Some conflicts in the Mediterranean have been going on for decades and others are more recent. However, all of them have enormous destabilizing potential. Among the first, the Palestinian-Israeli conflict stands out, whose solution supported by the United Nations, the Arab League, the European Union, Russia, and the United States could be the establishment of two independent states. Nonetheless, their creation would require solving the problem of settlements in occupied territory and the approximately 600,000 settlers living in them, which does not seem easy. The alternative of a binational state or a single state giving equal citizenship rights to Jews and Palestinians is also not viable due to the increased population growth of the latter. This would be aggravated by a potential return of Palestinian refugees in exile and would compromise the existence of a "Jewish state".
Another conflict that has been active for a decade is that of Syria, where the war continues in Idlib province without respecting the ceasefire negotiated by Russia and Turkey more than a year ago. Bashar al-Assad, who controls 60% of the territory, presents himself as the victor thanks to military aid from Russia, which entered the conflict fully into the conflict in 2015. The Astana process launched in 2017 by Russia, Turkey, and Iran has proven to be a useful mechanism for reducing conflict militarily, but it has not become an alternative forum to UN efforts for a political solution. This will ultimately depend on successful talks between representatives of the Government, the opposition, and civil society to agree on a constitutional reform that would lead to free elections.
In the case of Libya, at war since 2011, a very important milestone on the road to peace has been the permanent ceasefire agreement. The October 24th, 2020, covenant between the Government of Tripoli and the House of Representatives should lead to the holding of presidential elections on 24 December. However, the key to success will be the departure of the 20,000 foreign fighters on Libyan soil. This situation does not invite optimism given the context of occupation by foreign troops and their willingness to stay in the fear of altering the balance of power.
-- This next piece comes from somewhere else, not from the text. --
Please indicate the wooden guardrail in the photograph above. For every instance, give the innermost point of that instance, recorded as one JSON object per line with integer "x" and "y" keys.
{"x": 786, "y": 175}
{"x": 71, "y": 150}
A conflict that can potentially lead to an armed confrontation and with significant repercussions on regional and European security is the one pitting Greece and Turkey against each other. The Greek-Turkish tension is a classic. Now, we must add a new factor of dispute such as the jurisdiction of maritime waters in a region with large gas reserves, at a historical moment in which the price of gas has been revalued as a geopolitical factor. Following the maritime agreement signed in December 2019 between Turkey and the Tripoli government, we reached a confrontation point. On the one hand, the former along with Northern Cyprus and Italy. On the other hand, Cyprus, Greece, Egypt and Israel, as well as the United Arab Emirates and France.
Of particular concern in the western Mediterranean is the decades-long conflict between Morocco and Algeria. Two powers of equivalent geopolitical weight mired in intense competition for regional primacy. The arms race between the two, accentuated since the recognition by the United States of Moroccan sovereignty over the Sahara in 2020, has increased the risks of war in the region. However, the current situation of military equilibrium means that, beyond provocations or isolated incidents, an open military conflict is unlikely, mainly because neither Morocco nor Algeria can win it.
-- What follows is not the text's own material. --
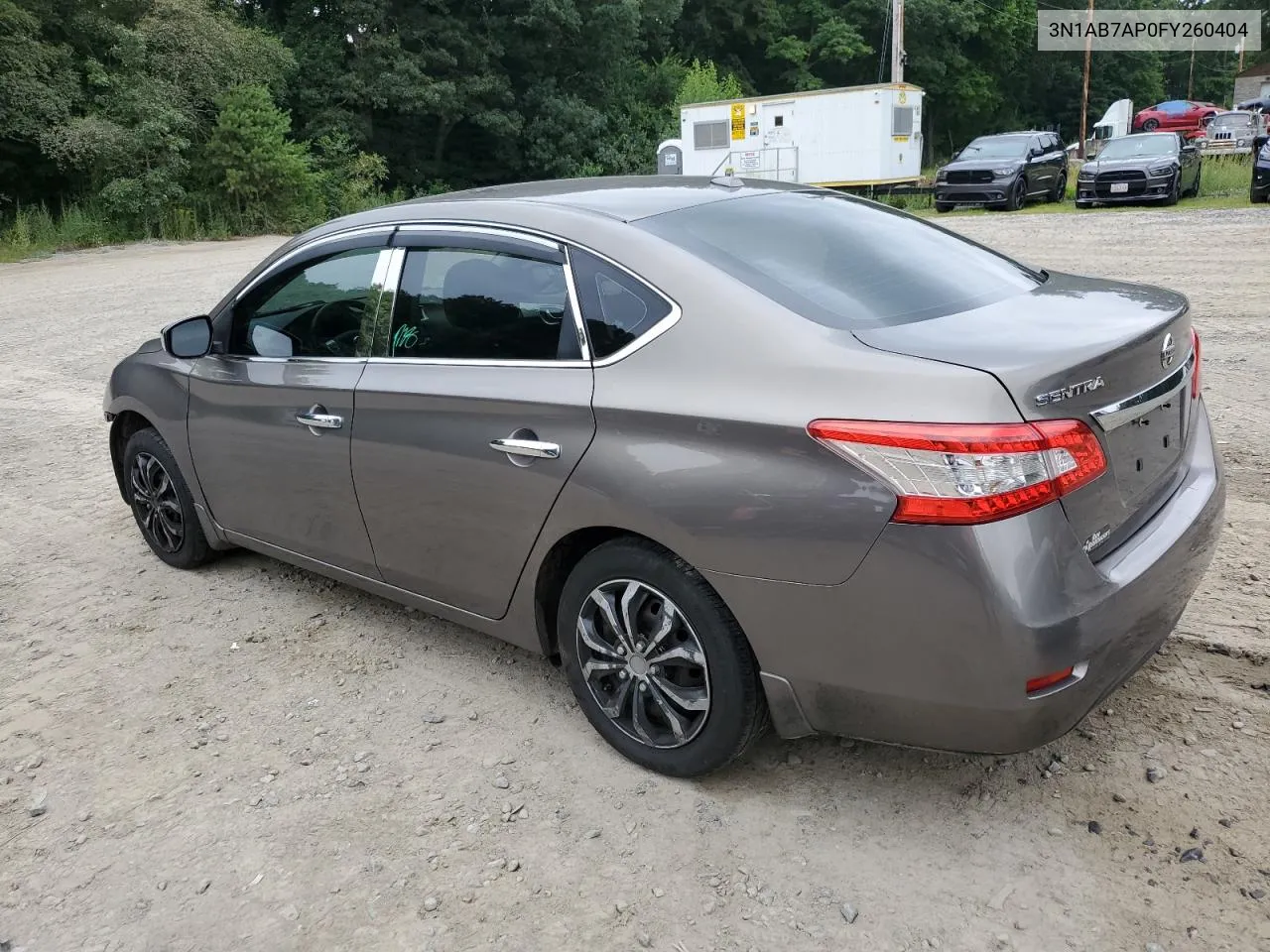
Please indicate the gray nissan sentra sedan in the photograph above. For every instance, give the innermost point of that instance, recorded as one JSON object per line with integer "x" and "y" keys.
{"x": 730, "y": 451}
To this security scenario we must add the greater prominence that revisionist powers such as Russia or Turkey are acquiring that question the status quo. We also should add China, whose relevance will tend to increase as it consolidates its role as a great international power, or the effects of an Islamist terrorism that has weakened in Syria and Iraq, but that it is becoming strong in the Sahel.
In short, although there are certain signs for hope materialized in the peace processes in Libya, or Syria, or the existence of dialogue forums such as the Union for the Mediterranean, or the NATO Mediterranean Dialogue, the future scenario reveals that there is still much to be done. The Mediterranean remains a space of conflict, as well as a vulnerable border. The accumulation of risks that exists in the area vindicates the need to pay greater attention to the region through dialogue and cooperation, the two key elements to increase its security.